获知modules symbols的路径

modules的symbols的路径是通过传参得到的,也就是-m参数。

        # Save all paths given from --mod_path option. These will be searched for .ko.unstripped files
        if options.mod_path_list:
            for path in options.mod_path_list:
                self.module_table.add_sym_path(path)

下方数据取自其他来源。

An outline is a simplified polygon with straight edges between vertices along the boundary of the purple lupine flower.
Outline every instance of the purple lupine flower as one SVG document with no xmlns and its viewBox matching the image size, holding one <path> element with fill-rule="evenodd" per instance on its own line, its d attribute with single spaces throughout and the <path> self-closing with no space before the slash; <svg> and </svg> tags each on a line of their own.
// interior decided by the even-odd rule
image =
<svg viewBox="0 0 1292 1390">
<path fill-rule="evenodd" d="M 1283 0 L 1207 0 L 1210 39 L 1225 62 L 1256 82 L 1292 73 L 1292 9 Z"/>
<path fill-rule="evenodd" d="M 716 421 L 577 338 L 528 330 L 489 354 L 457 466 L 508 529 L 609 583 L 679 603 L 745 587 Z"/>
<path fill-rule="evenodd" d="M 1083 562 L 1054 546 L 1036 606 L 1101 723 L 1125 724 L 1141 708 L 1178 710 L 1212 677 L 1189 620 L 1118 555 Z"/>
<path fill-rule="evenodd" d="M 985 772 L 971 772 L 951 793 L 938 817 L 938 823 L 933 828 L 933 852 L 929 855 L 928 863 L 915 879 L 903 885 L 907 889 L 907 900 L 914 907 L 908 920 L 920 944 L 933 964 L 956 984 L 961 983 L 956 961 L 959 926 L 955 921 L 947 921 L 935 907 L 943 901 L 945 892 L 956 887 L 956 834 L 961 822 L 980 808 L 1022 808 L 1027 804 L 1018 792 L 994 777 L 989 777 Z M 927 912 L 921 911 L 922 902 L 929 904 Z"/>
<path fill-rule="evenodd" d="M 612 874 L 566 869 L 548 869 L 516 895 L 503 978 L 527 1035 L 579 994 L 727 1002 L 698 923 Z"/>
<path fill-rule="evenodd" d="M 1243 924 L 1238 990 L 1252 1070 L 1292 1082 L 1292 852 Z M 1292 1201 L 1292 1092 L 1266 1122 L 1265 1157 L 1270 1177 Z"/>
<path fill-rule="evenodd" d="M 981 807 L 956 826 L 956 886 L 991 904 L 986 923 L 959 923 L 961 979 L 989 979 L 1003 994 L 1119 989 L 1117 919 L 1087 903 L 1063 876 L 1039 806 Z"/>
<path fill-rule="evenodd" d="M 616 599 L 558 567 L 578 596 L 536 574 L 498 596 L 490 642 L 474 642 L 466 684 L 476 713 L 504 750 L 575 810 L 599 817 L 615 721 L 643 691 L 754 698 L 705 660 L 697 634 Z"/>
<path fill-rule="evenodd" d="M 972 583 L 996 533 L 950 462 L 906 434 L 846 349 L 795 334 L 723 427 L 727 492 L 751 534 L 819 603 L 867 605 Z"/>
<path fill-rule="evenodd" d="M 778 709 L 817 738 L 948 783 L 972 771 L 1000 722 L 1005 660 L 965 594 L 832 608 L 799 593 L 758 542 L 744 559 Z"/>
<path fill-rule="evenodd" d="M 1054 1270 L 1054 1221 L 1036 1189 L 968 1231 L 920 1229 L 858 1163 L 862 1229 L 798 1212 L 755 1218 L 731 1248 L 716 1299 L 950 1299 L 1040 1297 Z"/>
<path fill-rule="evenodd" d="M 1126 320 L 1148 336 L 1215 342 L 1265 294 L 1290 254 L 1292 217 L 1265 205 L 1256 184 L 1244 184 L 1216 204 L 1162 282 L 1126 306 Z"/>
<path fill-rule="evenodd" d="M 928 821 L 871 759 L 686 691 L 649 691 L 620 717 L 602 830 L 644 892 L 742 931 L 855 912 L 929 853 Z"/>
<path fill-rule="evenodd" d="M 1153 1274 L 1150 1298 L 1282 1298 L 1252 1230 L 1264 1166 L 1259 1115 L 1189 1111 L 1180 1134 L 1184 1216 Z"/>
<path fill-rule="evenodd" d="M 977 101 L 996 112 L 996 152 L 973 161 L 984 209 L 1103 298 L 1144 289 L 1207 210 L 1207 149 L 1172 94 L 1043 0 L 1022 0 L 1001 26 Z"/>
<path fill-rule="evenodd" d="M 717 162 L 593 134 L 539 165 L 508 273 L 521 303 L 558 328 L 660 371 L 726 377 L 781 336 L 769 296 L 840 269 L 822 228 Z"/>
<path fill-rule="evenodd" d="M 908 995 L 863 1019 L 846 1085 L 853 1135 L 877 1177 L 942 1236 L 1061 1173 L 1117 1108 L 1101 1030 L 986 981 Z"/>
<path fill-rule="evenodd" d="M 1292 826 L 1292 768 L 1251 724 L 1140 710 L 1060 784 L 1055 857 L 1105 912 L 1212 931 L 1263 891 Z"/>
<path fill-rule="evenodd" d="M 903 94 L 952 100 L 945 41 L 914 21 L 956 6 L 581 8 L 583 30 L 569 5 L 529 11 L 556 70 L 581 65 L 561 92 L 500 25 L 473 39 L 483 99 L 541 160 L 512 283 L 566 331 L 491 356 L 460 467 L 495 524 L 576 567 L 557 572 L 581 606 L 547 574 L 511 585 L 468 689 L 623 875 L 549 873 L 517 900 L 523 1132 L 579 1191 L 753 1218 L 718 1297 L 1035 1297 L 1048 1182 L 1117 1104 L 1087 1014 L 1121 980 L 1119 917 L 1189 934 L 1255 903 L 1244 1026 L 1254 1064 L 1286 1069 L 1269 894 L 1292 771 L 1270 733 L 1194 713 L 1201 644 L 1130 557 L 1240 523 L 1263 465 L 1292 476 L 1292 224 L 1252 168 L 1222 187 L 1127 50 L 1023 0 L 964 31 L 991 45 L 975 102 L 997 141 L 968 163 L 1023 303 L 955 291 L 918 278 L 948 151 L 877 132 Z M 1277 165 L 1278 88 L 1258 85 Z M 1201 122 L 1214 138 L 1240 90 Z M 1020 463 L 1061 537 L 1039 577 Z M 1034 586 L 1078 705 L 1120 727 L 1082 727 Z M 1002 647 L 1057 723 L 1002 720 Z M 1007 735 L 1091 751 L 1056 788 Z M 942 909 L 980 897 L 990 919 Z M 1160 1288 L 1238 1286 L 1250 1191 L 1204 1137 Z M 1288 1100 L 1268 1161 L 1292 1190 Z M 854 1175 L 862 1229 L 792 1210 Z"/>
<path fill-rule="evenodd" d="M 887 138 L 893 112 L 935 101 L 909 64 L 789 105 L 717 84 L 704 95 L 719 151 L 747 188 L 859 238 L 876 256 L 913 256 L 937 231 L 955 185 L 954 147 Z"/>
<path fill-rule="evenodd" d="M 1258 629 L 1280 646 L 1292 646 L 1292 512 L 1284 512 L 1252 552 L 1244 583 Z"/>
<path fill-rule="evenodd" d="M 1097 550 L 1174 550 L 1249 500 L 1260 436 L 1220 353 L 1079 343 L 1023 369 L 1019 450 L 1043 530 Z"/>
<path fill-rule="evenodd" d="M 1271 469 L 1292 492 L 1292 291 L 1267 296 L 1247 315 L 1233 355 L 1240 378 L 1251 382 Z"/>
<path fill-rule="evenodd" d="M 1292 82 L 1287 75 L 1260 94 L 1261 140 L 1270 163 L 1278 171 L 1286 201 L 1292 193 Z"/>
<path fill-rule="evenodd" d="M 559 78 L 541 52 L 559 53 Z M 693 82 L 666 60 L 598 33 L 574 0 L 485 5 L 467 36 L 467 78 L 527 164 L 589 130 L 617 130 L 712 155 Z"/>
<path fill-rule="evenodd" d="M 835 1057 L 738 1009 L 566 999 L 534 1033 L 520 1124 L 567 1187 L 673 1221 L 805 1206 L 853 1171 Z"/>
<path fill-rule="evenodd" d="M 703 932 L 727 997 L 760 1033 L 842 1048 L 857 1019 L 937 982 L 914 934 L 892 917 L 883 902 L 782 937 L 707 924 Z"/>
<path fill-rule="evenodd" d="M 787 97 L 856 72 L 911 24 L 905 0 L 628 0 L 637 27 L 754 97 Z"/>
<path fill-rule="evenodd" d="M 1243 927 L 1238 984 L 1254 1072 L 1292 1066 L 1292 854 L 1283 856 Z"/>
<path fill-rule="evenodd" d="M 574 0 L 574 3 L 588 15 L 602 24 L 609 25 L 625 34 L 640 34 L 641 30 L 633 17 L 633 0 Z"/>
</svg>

    def add_sym_path(self, sym_path):
        if sym_path is None:
            print_out_str('sym_path: not specified!')
            return False
        elif not os.path.exists(sym_path):
            print_out_str('sym_path: ' + sym_path + ' not valid or directory doesn\'t exist')
            return False
        else:
            self.sym_path_list.append(sym_path)
            return True

执行后,self.sym_path_list列表中就保存了所有的ko symbols的路径

设置module symbols

    def setup_module_symbols(self):
        self.traverse_module()
        if self.minidump:
            self.retrieve_minidump_modules()
        else:
            self.retrieve_modules()
        self.parse_module_symbols();
        self.add_symbols_to_global_lookup_table()

遍历模块填充模块相关结构体

    def traverse_module(self):
        for path in self.module_table.sym_path_list:
            def on_file(file):
                if file.endswith('.ko.unstripped'):
                    name = file[:-len('.ko.unstripped')]
                elif file.endswith('.ko'):
                    name = file[:-len('.ko')]
                else:
                    return
                name = os.path.basename(name)
                name = name.replace("-","_")
                # Prefer .ko.unstripped
                if self.ko_file_dict.get(name, '').endswith('.ko.unstripped') and file.endswith('.ko'):
                    return

                # Prefer ko with debug info
                if name in self.ko_file_dict and self.has_debug_info(self.ko_file_dict.get(name)):
                    return

                self.ko_file_dict[name] = file
                self.ko_file_names.append(name)
            self.walk_depth(path, on_file)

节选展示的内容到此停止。